The average U.S. household debt loads are now higher than ever in the past. The COVID-19 pandemic has also created mass economic disruption. Jobs have been lost and interrupted. Mortgage defaults are higher than any time in the last 10 years. A post COVID-19 bankruptcy boom could be right around the corner.
A new “boom” of bankruptcy filings was likely on the way already in the early months of 2020. Record debt loads had already demographically pushed many households into filing Chapter 7. The slow-down of the COVID-19 pandemic pushed back filings as 2020 progressed. Most people were more concerned about protecting themselves from the illness instead of taking care of long-term financial matters.
The greater cause of delay, however, came from government intervention during the COVID-19 pandemic. Collection activity came almost to a complete halt in most U.S. courts. Evictions likewise came to a halt in most U.S. courts. In addition, generous economic distributions were frequent. With government protection and provision, the long-anticipated wave of new bankruptcy cases was held off.

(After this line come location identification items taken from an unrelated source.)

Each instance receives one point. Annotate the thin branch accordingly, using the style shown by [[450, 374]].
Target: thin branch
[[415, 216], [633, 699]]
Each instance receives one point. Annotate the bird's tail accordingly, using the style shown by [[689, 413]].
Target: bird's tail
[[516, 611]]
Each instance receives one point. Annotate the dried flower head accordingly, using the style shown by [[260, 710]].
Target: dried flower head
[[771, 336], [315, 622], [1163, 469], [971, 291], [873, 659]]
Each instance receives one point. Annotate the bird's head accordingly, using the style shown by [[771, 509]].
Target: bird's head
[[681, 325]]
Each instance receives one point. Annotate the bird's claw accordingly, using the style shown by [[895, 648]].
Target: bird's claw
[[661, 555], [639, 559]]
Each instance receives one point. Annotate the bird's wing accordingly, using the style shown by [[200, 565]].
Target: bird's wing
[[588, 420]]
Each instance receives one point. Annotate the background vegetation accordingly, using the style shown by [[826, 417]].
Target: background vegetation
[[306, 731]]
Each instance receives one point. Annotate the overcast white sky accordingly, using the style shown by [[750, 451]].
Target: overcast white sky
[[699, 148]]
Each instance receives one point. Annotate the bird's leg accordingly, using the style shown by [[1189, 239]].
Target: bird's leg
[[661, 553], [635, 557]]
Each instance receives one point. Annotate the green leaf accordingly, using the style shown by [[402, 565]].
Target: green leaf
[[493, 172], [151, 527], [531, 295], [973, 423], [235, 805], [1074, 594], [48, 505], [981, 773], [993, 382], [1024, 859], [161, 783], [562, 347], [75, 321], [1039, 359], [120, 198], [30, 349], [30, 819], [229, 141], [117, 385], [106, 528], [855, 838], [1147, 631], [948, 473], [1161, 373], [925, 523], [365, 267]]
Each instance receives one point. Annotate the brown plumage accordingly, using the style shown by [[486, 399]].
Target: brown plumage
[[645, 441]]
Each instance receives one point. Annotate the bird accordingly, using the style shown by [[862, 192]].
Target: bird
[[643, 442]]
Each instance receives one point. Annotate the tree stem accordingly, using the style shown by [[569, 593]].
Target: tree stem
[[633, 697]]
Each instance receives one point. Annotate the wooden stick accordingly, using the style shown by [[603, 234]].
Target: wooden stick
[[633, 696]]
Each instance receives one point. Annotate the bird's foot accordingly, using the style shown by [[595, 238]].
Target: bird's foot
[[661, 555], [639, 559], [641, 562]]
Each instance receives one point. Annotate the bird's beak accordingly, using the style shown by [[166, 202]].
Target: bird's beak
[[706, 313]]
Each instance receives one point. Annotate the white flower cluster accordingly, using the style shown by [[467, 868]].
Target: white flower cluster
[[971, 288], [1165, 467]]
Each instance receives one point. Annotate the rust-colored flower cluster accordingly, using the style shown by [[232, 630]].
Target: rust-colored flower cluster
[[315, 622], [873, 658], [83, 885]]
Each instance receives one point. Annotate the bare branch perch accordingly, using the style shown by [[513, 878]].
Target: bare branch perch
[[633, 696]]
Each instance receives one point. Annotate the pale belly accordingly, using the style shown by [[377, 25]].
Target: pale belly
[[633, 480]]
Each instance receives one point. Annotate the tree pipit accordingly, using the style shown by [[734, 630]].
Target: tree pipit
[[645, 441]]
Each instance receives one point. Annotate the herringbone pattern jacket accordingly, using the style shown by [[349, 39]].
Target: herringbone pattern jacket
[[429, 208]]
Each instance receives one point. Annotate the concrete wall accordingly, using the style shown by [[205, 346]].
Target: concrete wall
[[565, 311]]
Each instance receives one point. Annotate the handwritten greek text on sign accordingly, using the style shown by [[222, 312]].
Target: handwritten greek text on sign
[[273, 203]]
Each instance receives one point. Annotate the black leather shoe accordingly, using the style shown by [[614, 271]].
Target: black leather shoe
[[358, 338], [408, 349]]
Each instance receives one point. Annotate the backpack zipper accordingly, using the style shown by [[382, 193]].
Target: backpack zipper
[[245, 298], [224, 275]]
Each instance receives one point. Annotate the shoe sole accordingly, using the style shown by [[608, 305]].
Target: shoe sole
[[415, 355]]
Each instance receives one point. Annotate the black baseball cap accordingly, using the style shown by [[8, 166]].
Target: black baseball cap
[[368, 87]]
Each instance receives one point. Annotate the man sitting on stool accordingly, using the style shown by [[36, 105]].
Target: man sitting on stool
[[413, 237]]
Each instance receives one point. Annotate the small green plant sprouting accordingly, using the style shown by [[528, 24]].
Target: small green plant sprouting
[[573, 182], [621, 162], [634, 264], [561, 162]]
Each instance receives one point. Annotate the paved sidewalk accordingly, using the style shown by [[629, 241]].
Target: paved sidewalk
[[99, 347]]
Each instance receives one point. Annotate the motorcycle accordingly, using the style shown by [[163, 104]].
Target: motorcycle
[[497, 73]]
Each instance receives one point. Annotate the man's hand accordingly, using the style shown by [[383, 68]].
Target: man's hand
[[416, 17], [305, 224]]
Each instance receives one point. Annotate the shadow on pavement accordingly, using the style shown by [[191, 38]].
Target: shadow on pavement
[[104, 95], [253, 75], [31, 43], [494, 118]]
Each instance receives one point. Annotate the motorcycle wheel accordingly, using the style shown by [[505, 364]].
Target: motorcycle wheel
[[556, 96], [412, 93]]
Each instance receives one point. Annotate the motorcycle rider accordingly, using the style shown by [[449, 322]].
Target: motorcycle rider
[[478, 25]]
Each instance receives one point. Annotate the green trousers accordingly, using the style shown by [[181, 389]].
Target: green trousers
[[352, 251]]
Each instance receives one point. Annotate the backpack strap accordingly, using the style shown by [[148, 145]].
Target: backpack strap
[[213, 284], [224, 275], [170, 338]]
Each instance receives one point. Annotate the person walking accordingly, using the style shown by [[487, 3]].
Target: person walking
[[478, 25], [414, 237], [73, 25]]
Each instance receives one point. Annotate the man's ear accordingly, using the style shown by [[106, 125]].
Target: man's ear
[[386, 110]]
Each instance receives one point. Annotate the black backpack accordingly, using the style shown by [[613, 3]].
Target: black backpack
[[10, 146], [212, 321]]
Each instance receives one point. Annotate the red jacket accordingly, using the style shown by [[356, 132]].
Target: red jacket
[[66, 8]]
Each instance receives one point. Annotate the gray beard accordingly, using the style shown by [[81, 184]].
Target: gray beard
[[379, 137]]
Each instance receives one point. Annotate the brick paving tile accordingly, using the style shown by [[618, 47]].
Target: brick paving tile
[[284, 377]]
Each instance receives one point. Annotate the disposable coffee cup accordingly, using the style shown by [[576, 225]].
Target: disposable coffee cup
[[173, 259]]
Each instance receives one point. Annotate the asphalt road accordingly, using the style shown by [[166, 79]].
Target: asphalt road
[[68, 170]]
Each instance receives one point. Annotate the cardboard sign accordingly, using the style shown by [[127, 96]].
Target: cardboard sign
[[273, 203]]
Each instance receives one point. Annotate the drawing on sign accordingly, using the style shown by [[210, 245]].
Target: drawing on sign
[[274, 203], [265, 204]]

Due to COVID-19 and extensive government intervention, it is likely that next year’s bankruptcy “boom” may be greatly intensified. Evictions and foreclosures have been held off for over a year. Government subsidies and income programs are coming to a halt, including the extended unemployment coverage. The first step to getting back to “normal life” for many will be filing for relief in bankruptcy.
The record debt load will also create a new wave of default in payments. With the common household finding themselves underwater with debt, Chapter 7 and Chapter 13 filings will be on the rise. New bankruptcy legislation has also been proposed in Congress. If new legislation is eventually passed, then the new boom bankruptcy filings may further intensify.